According to Swarr, Delta Company made out pretty well for a while. Then, in his opinion, the company started going out of control. “Some of the cops in Delta started doing this cowboy stuff. They put cattle horns on their Humvees. They’d roll into these hamlets, doing shows of force—kicking down doors, doing sweeps—just for the fuck of it. There was this little clique of them. Their ringleader was this beat cop, who’s like a corporal back home and a commander out here. He’s like five feet tall, talks like Joe Friday and everyone calls him ‘Napoleon.’ We started to get the idea these guys didn’t want to find the battalion. They knew they’d get their balls stepped on. They were having too much fun being cowboys.

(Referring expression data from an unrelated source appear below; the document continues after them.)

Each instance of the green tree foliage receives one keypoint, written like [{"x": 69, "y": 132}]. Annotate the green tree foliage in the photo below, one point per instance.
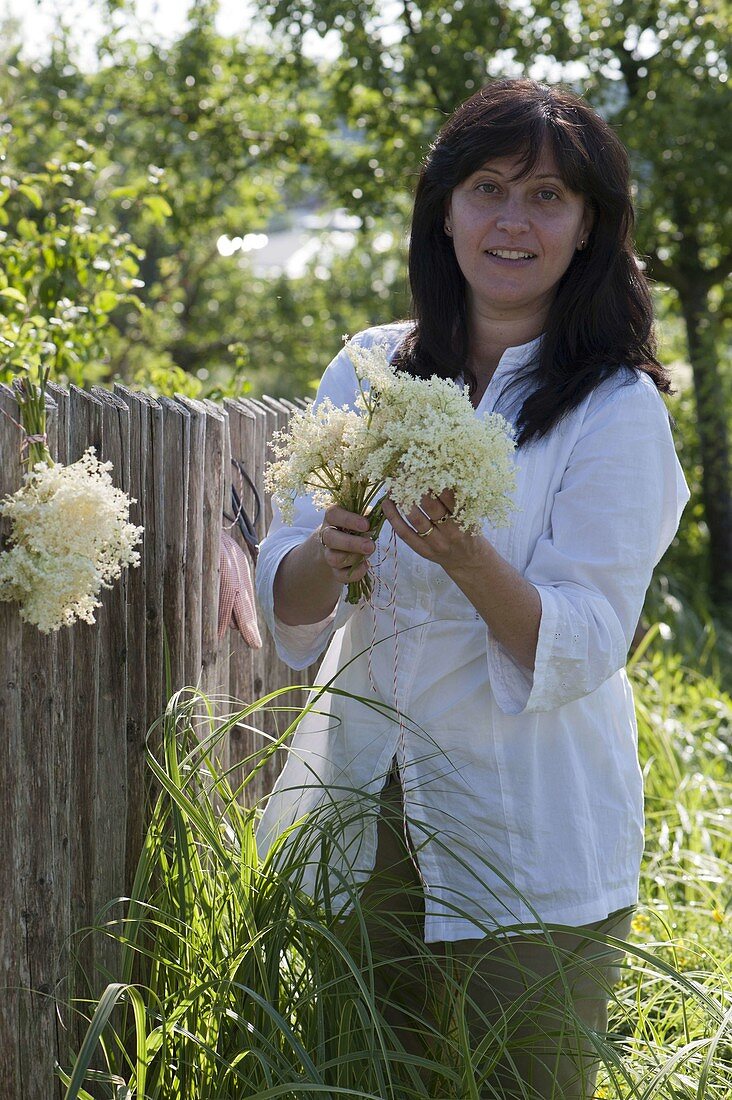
[
  {"x": 63, "y": 272},
  {"x": 657, "y": 68},
  {"x": 212, "y": 135}
]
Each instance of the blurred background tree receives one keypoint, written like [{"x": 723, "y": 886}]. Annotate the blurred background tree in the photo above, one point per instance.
[{"x": 207, "y": 140}]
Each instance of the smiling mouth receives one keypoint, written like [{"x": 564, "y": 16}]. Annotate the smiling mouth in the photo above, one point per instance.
[{"x": 511, "y": 254}]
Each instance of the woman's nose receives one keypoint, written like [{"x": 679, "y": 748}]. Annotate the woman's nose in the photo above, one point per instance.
[{"x": 512, "y": 218}]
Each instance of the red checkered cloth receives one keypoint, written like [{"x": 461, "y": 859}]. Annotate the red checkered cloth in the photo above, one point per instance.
[{"x": 237, "y": 606}]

“Some of the other reservists were coming up to us, saying, ‘You’ve got to help us find the battalion. These guys are going to get us killed.’ But there was nothing we could do.”

Finally, it all came to a head a couple of days ago. “We’re guarding an airfield for chow and water,” Swarr says. “These kids come up selling soda and cigarettes. The ringleaders in Delta decide it would be funny to trade them some porn magazines, which these Iraqi kids had never seen. About an hour later, this elder comes out of a hamlet 400 meters away, yelling and shaking his fist. The kids all scatter. One of them tells us the old man is pissed. He didn’t like kids having porn magazines. The kid says he’s going to get an RPG. Sure enough, the old man comes out of this hut with an RPG, just kind of waving it around.”

Swarr takes a deep breath. “Delta fucking freaks! They lob like twenty-six Mark-19 rounds at the guy. He’s two hundred meters away, and they all miss him. Instead, they light up this friendly village behind him that’s been passing us information.

“I’m just watching this. I didn’t have nothing to shoot at, and I see this old dude dressed like a Marine running past with a flak vest and camera, huffing and puffing. ‘What are they lighting up?’ he asks. ‘Nothing,’ I say. ‘Just some pissed-off Iraqi with an RPG.’ Then I look at the guy I’m talking to, and it’s Ollie North.” (North served as a correspondent for Fox News in Iraq.)

“I’m like, ‘Ollie, how you doing?’” Swarrs continues.

“‘Fucking great.’ He takes a dip and says, ‘This war’s going to be over in seventy-two hours. Saddam’s dead.’

“I’m like, ‘Good to go, Ollie.’

“He huffs off, and this colonel comes out who’s in charge of the airfield, and he’s mad. He’s like, ‘You guys just lit up a friendly village.’